Assim podemos pensar, a partir da compreensão dos meios de comunicação como técnica e de suas relações com o território na formação e na expansão das cidades entre outros fenômenos sociais, que as redes comunicacionais tiveram e ainda têm o papel de levar informação e entretenimento a milhões domicílios, algo impensado até meados do século XX. O poder dos meios de comunicação em se apropriar de representações de espaço em escalas pequenas e realizar ações que visualizem uma representação imposta em grandes escalas[3], associa-se com uma conformação de redes, reforçando um movimento de integração do território nacional (não só o brasileiro), evidenciando aqui a concentração da produção de conteúdo midiático e seus fins ideológicos e estratégicos. Os resultados das eleições no Brasil e nos Estados Unidos, assim como o do plebiscito sobre a saído do Reino Unido da União Europeia, são ilustrações bastante claras de como a comunicação de massa determina opções de um grande número de pessoas que, aparentemente, as fizeram em absoluta liberdade de escolha.

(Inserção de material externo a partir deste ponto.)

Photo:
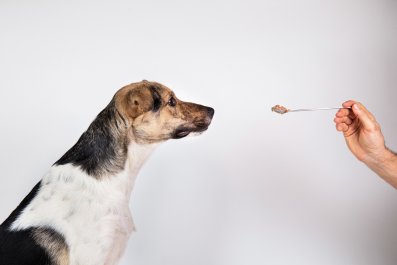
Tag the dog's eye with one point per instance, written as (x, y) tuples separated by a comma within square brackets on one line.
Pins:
[(172, 102)]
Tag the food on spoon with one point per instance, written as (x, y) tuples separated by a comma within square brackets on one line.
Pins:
[(279, 109)]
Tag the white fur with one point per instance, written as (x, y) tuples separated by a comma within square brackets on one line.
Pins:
[(93, 215)]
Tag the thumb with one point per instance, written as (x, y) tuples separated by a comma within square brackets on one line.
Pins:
[(363, 115)]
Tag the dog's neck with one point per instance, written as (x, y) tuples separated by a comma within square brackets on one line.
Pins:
[(137, 156)]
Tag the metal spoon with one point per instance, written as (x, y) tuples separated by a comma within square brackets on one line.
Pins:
[(282, 110)]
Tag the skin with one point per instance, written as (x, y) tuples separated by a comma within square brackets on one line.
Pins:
[(365, 140)]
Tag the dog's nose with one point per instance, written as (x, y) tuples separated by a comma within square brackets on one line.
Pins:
[(210, 112)]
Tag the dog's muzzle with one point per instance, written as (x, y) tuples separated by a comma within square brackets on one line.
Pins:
[(197, 126)]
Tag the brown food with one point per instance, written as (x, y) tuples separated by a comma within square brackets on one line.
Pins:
[(279, 109)]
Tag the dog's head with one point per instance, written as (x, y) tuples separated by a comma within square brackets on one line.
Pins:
[(155, 114)]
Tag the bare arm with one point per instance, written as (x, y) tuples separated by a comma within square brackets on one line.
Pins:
[(365, 140)]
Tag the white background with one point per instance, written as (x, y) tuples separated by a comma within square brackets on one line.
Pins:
[(257, 188)]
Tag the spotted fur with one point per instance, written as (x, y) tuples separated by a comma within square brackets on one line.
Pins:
[(78, 214)]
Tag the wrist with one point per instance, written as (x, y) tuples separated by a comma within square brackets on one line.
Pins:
[(386, 167)]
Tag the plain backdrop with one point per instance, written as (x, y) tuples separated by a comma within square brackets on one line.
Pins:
[(257, 188)]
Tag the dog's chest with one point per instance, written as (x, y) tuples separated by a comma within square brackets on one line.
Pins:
[(92, 215)]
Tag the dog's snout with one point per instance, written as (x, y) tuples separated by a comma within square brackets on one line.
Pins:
[(210, 112)]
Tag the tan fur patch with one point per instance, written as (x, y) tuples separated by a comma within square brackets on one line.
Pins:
[(136, 102)]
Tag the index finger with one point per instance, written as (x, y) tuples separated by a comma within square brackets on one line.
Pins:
[(349, 103)]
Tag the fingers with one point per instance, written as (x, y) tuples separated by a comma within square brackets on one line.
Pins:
[(342, 127), (366, 118), (346, 120), (357, 111)]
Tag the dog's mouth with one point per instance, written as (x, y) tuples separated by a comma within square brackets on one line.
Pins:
[(184, 131)]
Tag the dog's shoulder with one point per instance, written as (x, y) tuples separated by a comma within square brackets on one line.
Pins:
[(20, 247)]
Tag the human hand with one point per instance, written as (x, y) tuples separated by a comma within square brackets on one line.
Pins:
[(362, 133)]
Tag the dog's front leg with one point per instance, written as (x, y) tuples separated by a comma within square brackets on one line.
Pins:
[(120, 241)]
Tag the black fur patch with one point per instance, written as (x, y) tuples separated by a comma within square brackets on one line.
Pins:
[(102, 148), (156, 98), (19, 248), (25, 202)]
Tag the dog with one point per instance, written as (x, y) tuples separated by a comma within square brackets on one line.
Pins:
[(78, 214)]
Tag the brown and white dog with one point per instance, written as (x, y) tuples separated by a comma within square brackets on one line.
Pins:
[(78, 214)]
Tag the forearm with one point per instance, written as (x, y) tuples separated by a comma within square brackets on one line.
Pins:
[(386, 167)]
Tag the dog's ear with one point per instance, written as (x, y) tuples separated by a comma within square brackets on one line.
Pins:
[(139, 100)]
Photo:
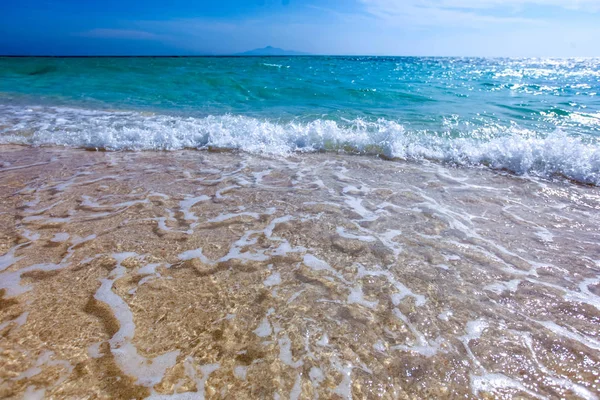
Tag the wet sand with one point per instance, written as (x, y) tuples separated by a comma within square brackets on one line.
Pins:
[(221, 275)]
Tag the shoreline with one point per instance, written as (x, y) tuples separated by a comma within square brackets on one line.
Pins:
[(136, 274)]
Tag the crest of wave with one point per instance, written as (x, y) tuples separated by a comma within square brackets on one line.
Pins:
[(512, 149)]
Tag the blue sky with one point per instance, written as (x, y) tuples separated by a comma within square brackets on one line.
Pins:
[(381, 27)]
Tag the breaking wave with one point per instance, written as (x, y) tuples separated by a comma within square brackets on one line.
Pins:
[(513, 149)]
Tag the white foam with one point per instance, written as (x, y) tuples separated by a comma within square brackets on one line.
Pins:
[(491, 382), (9, 258), (147, 372), (273, 279), (507, 148), (60, 237), (342, 232), (240, 372), (356, 297), (285, 353), (575, 336), (264, 329)]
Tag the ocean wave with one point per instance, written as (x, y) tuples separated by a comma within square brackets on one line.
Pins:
[(511, 149)]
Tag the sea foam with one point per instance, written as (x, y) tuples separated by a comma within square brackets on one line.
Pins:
[(505, 148)]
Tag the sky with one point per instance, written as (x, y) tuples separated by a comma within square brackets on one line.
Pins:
[(514, 28)]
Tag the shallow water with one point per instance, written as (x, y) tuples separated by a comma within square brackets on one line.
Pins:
[(233, 275)]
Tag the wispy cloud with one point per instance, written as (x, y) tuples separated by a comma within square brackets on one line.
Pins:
[(120, 34), (466, 13)]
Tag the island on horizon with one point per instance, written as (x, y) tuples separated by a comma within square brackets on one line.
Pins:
[(271, 51)]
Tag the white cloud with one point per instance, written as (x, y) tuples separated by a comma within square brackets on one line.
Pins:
[(120, 34), (466, 13)]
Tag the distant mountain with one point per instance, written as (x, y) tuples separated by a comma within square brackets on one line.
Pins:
[(271, 51)]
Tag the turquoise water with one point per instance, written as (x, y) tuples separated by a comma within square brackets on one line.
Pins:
[(528, 116)]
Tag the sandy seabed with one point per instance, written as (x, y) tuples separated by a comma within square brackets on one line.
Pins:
[(227, 275)]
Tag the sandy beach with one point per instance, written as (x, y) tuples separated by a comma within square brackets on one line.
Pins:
[(195, 274)]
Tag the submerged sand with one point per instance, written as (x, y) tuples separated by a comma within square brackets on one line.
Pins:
[(220, 275)]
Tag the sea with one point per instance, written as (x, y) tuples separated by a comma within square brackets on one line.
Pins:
[(299, 228), (527, 116)]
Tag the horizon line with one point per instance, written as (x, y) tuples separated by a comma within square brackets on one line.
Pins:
[(272, 56)]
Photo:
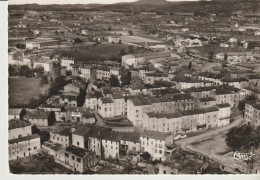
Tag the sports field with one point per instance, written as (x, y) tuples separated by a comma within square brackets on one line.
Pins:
[(21, 90)]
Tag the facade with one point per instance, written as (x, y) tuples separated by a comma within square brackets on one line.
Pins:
[(21, 141), (68, 100), (106, 107), (162, 122), (252, 113), (38, 117), (154, 143), (85, 72), (80, 159), (68, 63), (14, 113), (224, 114), (62, 137), (24, 146), (18, 128)]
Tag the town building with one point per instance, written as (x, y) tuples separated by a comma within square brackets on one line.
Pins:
[(62, 137), (252, 111), (21, 141), (40, 117)]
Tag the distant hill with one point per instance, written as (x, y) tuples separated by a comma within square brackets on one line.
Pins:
[(152, 2), (160, 6), (215, 6)]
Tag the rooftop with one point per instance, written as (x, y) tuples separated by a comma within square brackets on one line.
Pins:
[(223, 105), (106, 100), (13, 124), (80, 152), (25, 138), (154, 135), (14, 111), (37, 114)]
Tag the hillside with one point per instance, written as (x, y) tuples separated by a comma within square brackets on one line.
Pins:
[(160, 6)]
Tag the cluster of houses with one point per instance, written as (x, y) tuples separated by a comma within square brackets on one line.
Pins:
[(252, 113), (80, 148)]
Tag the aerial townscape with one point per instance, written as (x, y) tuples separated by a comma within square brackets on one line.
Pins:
[(144, 87)]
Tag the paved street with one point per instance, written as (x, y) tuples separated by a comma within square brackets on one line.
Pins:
[(184, 142)]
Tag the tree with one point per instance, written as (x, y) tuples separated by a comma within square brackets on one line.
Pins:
[(44, 80), (68, 73), (211, 55), (13, 70), (241, 105), (122, 52), (146, 156), (225, 57), (39, 70), (125, 76), (113, 81), (26, 71), (77, 40), (51, 118), (130, 33), (244, 136), (131, 48), (20, 46)]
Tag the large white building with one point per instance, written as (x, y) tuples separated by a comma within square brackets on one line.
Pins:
[(68, 63), (21, 141)]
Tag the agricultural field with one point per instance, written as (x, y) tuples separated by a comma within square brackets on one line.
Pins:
[(208, 146), (138, 39), (22, 89)]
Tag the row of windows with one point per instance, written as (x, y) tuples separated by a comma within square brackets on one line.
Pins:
[(59, 139)]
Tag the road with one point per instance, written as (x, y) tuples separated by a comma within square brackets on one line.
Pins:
[(184, 142)]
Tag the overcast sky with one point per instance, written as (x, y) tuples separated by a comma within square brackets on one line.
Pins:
[(74, 1)]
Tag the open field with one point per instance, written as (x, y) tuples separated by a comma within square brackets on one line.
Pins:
[(22, 89), (215, 144), (37, 164)]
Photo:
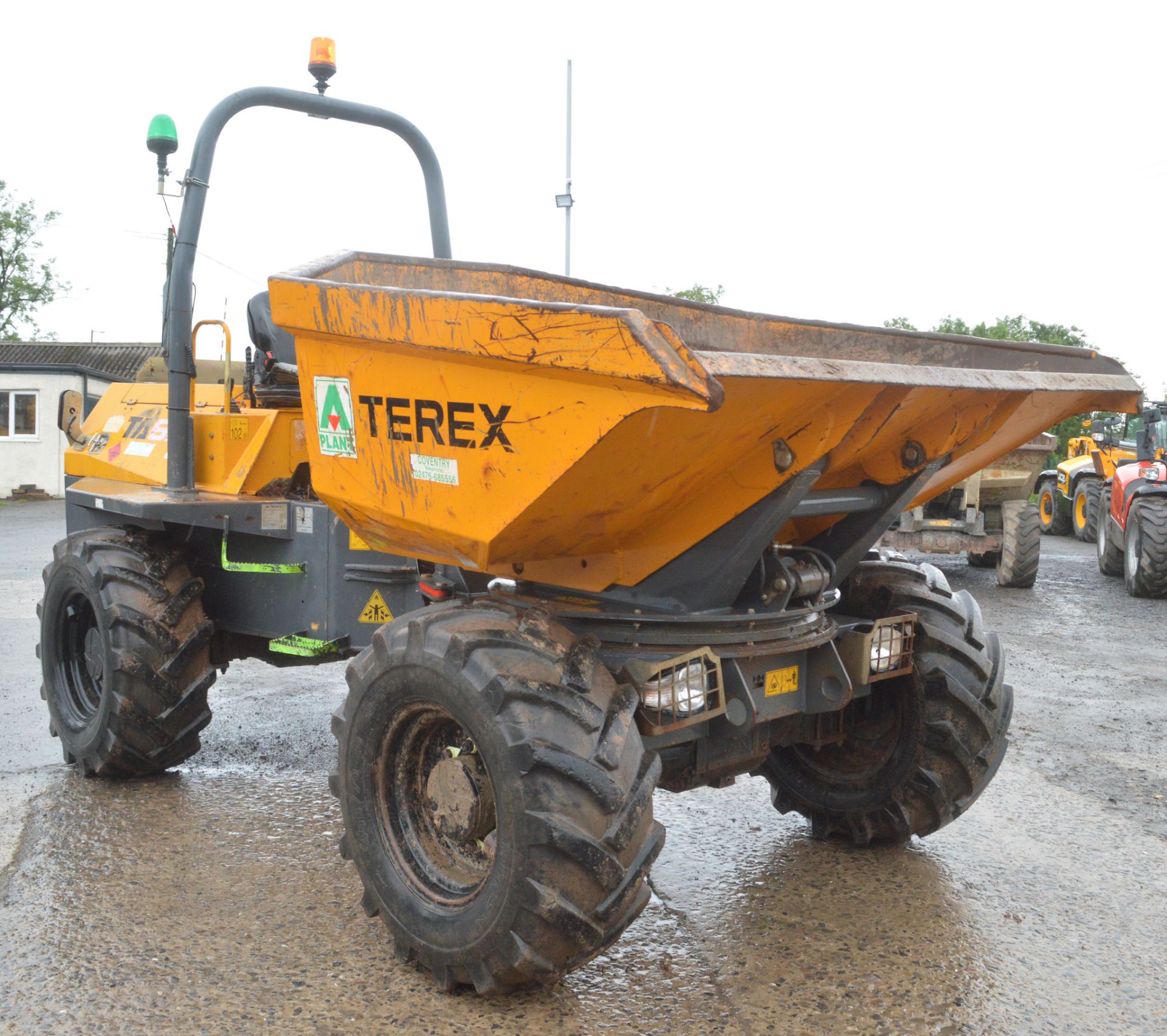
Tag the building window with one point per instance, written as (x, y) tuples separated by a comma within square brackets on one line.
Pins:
[(19, 414)]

Para Milton Santos[4] os espaços podem ser requalificados, resignificados, atendendo sobretudo aos interesses dos atores hegemônicos da economia, da cultura e da política e ser incorporados plenamente às novas correntes mundiais. A técnica é a cara geográfica da globalização, e tende a ser universalizante. O que Karl Marx diz em A Ideologia Alemã, quando afirma que a ideologia dominante é a ideologia das classes dominantes, permanece atual em tempos de redes sociais.
Então como, nesse contexto da globalização, da aceleração das atividades, disseminação de conteúdos em uma velocidade extremamente alta, criar um espaço de real comunicação entre os indivíduos? Esta pode aparecer como uma opção importante frente a ideia de humanidade que se impõe a milhares de jovens e adolescentes, adultos e velhos, todos ao mesmo tempo. É necessário recriar a técnica, ou utilizá-la ao nosso favor. Não se trata de acabar com a comunicação de massa. Nosso trabalho é inverter o sentido destas armas, e apontá-las em direção aos nossos inimigos, agora no poder.
[1] FOUCAULT, M. Conferência I. In:______. A verdade e as formas jurídicas. Rio de Janeiro: Nau, 2002.
[2] MEYER, J.(1986) apud ROSE, Nikolas. Governando a alma: a formação do eu privado. In: SILVA, Tomaz Tadeu (org.). Liberdades Reguladas. Petrópolis: Vozes, 1988.
[3] SERPA, Angelo. Lugar e Mídia, Editora Contexto, São Paulo 2011.
[4] SANTOS, Milton. A Natureza do Espaço, EDUSP, São Paulo, 2012.